When Lightning Strikes Twice // My Baby Was Struck With A Mysterious Illness…Twice

What are the odds of a baby having a rare condition that is hard to diagnose but easy to treat?
What are the odds of it happening again—with an even rarer condition?

Shaindy W. shares her miraculous story
It’s summertime, and our family has moved upstate, for our annual “country getaway.” Though many of my friends gripe about the endless muddy towels, upside-down schedule, and crowded conditions in our two-room shacks, I live for these months all year. Just putting my feet up in the shade and watching my three little ones whoop and holler as they play with their friends, catching salamanders in the mud or rolling in the grass, fills my heart with joy. The girls, three and five years old, are queens of the colony, while little Dovi toddles about, his chubby fingers grabbing everything in sight.

Dovi is 15 months old now, an adorable blonde version of his beautiful sisters. When I think about all we’ve been through in the past year, the near-misses and harrowing nights in the ICU, I feel doubly blessed.

“So this is the famous Dovi?” my country friend, Rachel, greets me on the second day of the season. She lifts him high and tickles him under the chin, chuckling as he squeals. “You’ve given us quite a scare!”

“You and everyone else,” I murmur. “But mostly his Mommy and Tatty.”

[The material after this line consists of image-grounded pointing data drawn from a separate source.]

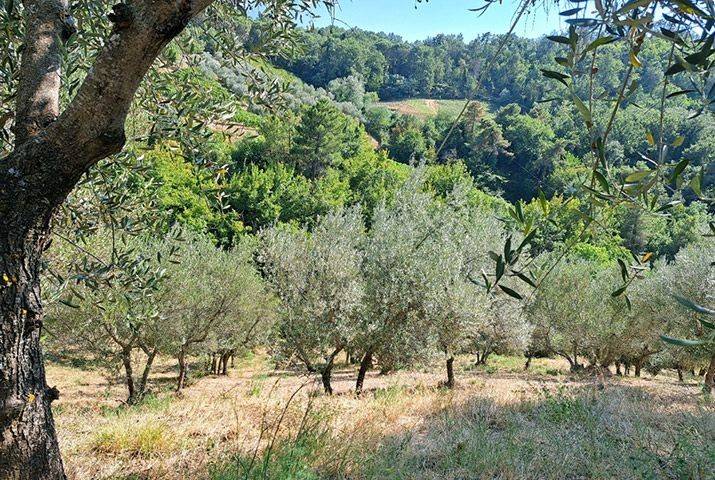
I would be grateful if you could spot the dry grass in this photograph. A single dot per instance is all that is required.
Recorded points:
(499, 423)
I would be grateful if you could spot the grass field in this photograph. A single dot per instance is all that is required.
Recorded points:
(258, 423)
(424, 107)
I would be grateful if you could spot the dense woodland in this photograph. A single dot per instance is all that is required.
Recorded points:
(307, 220)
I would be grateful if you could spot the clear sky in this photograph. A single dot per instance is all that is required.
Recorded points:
(417, 21)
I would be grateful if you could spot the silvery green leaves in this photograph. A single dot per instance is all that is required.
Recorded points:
(706, 327)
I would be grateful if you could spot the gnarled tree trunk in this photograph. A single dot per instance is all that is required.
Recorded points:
(710, 376)
(52, 151)
(365, 364)
(28, 445)
(450, 372)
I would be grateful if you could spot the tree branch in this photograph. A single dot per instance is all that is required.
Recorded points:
(43, 169)
(47, 25)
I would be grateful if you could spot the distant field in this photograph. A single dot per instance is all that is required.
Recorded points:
(258, 423)
(425, 107)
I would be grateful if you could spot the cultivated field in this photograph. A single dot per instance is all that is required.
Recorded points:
(425, 107)
(498, 423)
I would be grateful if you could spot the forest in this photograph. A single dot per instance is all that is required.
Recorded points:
(266, 250)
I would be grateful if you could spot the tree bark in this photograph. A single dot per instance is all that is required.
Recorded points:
(327, 371)
(129, 374)
(365, 364)
(710, 376)
(450, 372)
(214, 366)
(52, 152)
(527, 364)
(141, 390)
(182, 370)
(28, 444)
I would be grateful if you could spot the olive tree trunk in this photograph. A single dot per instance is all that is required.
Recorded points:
(710, 375)
(365, 365)
(450, 372)
(52, 151)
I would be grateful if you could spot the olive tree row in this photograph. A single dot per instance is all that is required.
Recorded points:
(397, 293)
(177, 297)
(575, 316)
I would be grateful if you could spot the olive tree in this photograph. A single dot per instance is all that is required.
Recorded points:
(690, 279)
(48, 145)
(398, 273)
(213, 300)
(465, 317)
(574, 314)
(116, 311)
(316, 276)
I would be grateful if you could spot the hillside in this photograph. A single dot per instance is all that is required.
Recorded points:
(425, 107)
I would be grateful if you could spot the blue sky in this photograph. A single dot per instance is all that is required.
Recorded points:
(439, 16)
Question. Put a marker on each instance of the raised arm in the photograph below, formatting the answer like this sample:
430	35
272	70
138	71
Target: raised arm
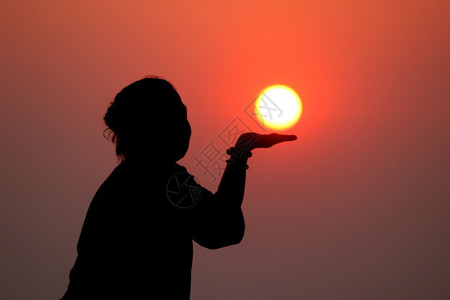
219	221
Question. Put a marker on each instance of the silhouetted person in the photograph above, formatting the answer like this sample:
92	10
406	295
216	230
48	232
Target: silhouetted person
136	240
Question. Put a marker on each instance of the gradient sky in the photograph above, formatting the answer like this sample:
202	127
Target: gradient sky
357	208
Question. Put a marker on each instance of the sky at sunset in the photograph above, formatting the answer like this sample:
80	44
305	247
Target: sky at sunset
356	208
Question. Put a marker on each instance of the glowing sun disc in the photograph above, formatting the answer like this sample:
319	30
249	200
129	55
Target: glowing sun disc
278	107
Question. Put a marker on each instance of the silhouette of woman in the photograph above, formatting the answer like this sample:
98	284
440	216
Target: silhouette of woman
136	240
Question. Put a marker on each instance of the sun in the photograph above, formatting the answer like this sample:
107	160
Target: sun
278	107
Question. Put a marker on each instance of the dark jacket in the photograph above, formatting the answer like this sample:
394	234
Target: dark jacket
136	240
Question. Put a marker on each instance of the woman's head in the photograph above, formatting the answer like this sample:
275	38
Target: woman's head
148	118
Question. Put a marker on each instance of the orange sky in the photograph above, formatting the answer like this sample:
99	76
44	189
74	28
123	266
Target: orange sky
356	208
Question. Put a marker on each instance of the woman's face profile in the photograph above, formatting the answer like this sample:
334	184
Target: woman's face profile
148	118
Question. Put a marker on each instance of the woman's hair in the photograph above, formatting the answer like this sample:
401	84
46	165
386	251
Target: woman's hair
148	118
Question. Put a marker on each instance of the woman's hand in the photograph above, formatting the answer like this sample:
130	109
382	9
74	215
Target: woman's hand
251	140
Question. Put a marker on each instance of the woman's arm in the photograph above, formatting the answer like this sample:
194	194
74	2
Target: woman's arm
218	219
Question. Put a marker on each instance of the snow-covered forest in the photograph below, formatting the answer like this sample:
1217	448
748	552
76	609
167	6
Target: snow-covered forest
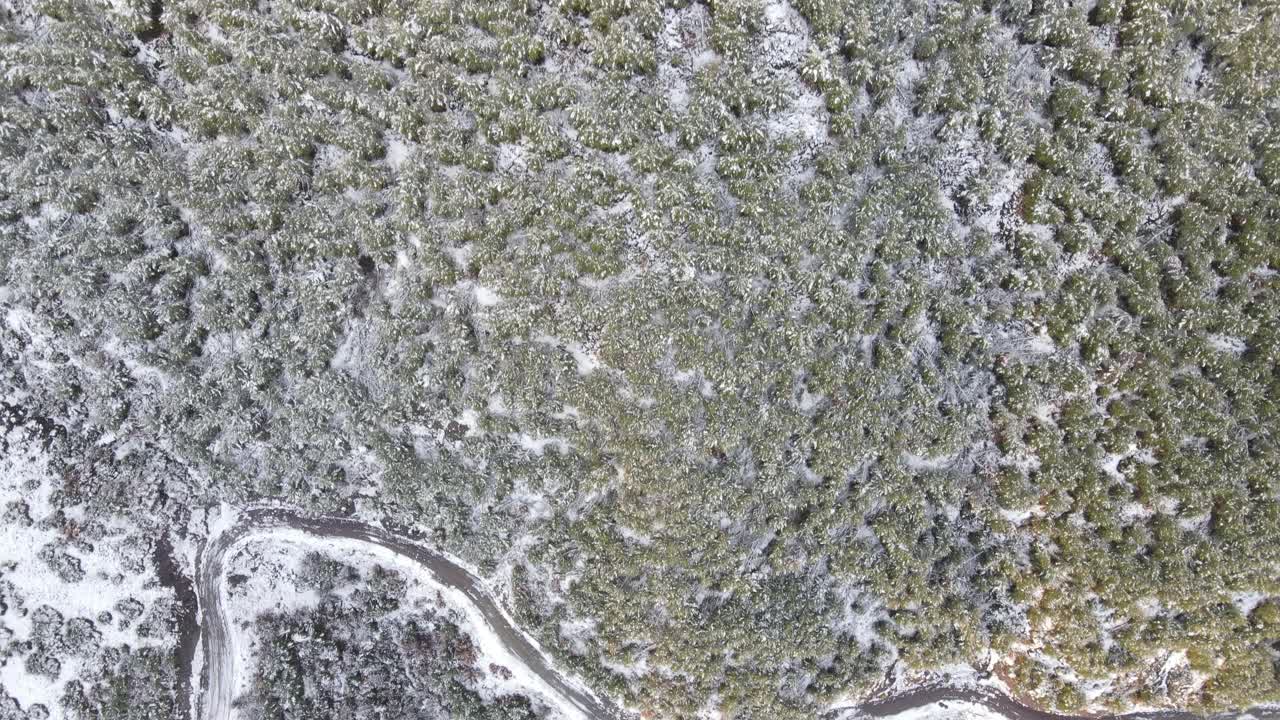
755	351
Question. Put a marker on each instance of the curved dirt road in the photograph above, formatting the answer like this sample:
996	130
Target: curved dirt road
218	683
219	659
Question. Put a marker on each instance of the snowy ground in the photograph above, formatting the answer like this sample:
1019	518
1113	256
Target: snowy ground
113	564
265	568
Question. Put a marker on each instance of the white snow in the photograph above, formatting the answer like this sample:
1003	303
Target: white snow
24	475
485	296
423	591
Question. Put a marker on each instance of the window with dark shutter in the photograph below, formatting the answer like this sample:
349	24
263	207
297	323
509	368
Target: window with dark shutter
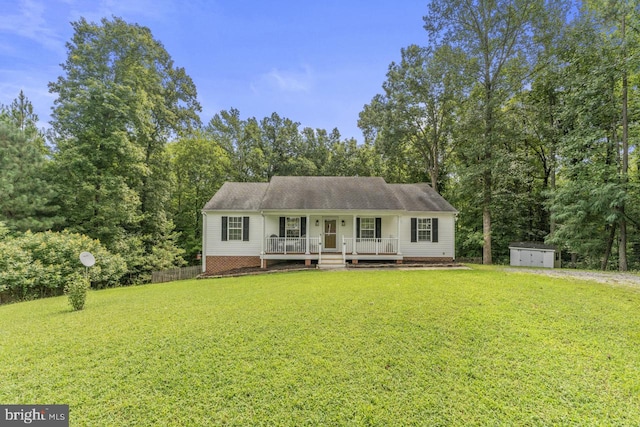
434	230
245	229
224	228
414	229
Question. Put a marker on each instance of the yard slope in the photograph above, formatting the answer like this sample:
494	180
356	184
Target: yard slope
460	347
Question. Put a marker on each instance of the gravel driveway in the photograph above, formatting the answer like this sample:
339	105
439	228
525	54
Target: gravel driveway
611	278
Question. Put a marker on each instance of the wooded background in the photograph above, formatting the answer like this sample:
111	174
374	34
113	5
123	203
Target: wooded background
522	113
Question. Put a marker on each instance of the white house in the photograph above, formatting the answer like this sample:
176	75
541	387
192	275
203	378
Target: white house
325	220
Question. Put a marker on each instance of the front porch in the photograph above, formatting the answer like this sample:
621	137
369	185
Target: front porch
292	248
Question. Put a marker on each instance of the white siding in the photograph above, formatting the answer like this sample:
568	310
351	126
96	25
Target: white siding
214	244
445	247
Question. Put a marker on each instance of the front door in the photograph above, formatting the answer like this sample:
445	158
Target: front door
330	233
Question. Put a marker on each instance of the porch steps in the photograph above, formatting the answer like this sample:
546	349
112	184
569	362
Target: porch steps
331	261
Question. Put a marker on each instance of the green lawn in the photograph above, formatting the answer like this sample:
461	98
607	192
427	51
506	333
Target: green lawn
443	347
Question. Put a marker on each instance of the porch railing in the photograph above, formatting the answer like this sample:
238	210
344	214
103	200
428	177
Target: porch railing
291	245
385	245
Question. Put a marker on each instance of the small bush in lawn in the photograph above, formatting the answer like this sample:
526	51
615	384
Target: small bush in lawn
76	289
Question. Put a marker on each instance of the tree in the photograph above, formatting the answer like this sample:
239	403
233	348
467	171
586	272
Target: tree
497	38
200	166
119	102
615	16
589	193
412	122
26	202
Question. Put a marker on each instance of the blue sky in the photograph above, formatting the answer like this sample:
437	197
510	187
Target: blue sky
315	62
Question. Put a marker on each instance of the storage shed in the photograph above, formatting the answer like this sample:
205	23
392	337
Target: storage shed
533	254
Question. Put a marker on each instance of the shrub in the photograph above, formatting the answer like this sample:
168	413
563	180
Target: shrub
76	290
35	265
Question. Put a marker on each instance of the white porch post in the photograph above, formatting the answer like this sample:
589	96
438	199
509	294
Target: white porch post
398	233
306	233
355	223
264	237
204	241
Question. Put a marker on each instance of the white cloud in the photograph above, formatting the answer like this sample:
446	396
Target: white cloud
290	81
94	11
30	23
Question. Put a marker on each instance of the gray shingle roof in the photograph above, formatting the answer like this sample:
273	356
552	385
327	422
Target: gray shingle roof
328	193
238	196
420	197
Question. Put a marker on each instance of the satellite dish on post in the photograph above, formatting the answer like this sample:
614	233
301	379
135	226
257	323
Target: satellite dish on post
87	259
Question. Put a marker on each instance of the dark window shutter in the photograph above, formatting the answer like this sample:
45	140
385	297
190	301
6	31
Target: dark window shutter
414	229
245	229
434	230
224	228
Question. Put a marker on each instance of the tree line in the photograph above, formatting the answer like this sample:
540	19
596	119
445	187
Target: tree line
522	113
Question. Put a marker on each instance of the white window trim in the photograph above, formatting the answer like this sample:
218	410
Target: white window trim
424	225
363	228
231	220
288	228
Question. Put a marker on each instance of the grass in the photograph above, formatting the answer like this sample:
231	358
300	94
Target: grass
474	347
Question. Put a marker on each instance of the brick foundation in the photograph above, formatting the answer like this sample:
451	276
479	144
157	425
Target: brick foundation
430	260
219	264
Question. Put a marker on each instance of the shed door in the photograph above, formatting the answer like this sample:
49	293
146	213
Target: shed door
537	259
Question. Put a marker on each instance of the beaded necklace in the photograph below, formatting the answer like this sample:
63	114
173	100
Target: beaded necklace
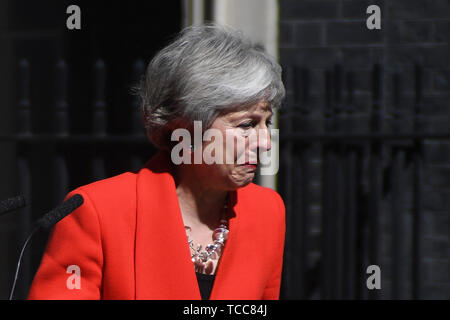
203	259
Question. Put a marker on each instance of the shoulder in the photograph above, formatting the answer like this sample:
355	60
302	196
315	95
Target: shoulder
110	197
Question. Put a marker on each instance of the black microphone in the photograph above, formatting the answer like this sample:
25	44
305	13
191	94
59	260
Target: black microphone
12	204
47	222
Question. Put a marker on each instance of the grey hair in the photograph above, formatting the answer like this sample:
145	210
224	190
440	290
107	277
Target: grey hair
205	71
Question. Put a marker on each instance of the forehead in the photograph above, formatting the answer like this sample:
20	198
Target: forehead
261	108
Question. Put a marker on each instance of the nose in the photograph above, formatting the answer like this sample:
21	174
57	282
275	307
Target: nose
264	140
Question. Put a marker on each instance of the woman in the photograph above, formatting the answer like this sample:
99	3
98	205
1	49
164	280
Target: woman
187	229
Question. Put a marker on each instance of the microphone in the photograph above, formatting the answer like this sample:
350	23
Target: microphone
12	204
46	222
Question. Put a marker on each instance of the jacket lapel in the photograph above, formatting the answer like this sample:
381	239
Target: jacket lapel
162	258
163	266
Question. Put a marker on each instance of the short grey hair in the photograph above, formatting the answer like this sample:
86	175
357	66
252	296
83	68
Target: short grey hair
205	71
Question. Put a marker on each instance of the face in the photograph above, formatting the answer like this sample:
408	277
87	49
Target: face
245	133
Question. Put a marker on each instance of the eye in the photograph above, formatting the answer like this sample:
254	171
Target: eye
246	125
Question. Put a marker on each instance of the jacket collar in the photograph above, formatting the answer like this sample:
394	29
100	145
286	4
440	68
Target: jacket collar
163	268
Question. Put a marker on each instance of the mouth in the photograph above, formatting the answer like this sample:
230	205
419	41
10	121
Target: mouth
249	165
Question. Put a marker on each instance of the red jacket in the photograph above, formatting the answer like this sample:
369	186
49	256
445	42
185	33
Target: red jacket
129	242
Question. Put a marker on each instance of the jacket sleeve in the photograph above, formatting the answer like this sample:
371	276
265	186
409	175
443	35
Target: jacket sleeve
272	290
71	267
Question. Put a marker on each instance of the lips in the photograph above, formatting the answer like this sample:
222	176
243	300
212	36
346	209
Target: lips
250	165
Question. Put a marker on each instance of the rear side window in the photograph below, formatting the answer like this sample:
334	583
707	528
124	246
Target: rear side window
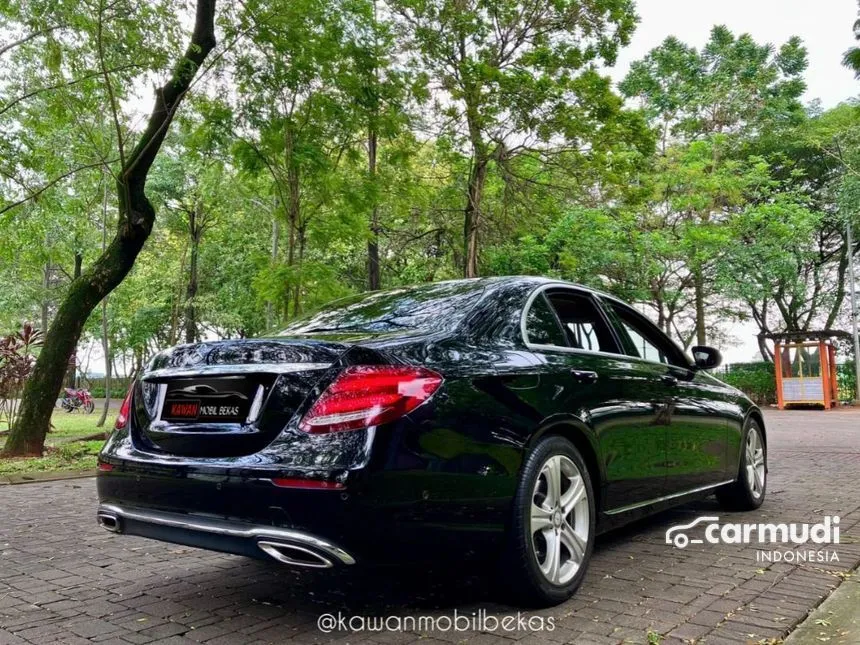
584	325
644	339
542	326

I hug Dovi close and recall the chaotic weeks after his birth. Though he’d been born at term before Pesach, and his early weeks were tranquil, by the time he was six weeks old he was crying throughout the day. I spent most of my time trying to calm him down, feeding him gripe water through a medicine dropper, patting his back and pacing back and forth. Our two older children became crankier than usual in response to my exhaustion and frustration. My beautiful baby was in pain, and there was nothing I could do about it.

“It’s probably just colic,” my pediatrician said. “He’ll outgrow it in no time.”

“You had a bad case of colic, too,” my mother recalled. “Time and patience will do the trick.”

Thankfully, it was a relatively peaceful time, between Pesach and Shavuos, when the older ones were in school and I was able to devote my time to Dovi. Still, after another endless night spent calming him, I was exhausted beyond words. Shavuos was approaching and my freezer was stocked with dairy delicacies, as we were expecting guests for the meal.
A day before Shavuos, I was speaking to my sister-in-law Chany, kvetching, really, about Dovi’s nonstop crying. I also mentioned that he had thrown up, twice, and seemed to be in real distress.

Chany, whose six young children kept her on her toes, urged me to make an appointment at the pediatrician.

“He can put Dovi on medicine, and you’ll have a semi-normal Shavuos,” she said. “Otherwise you’ll be pacing up and down and going crazy.”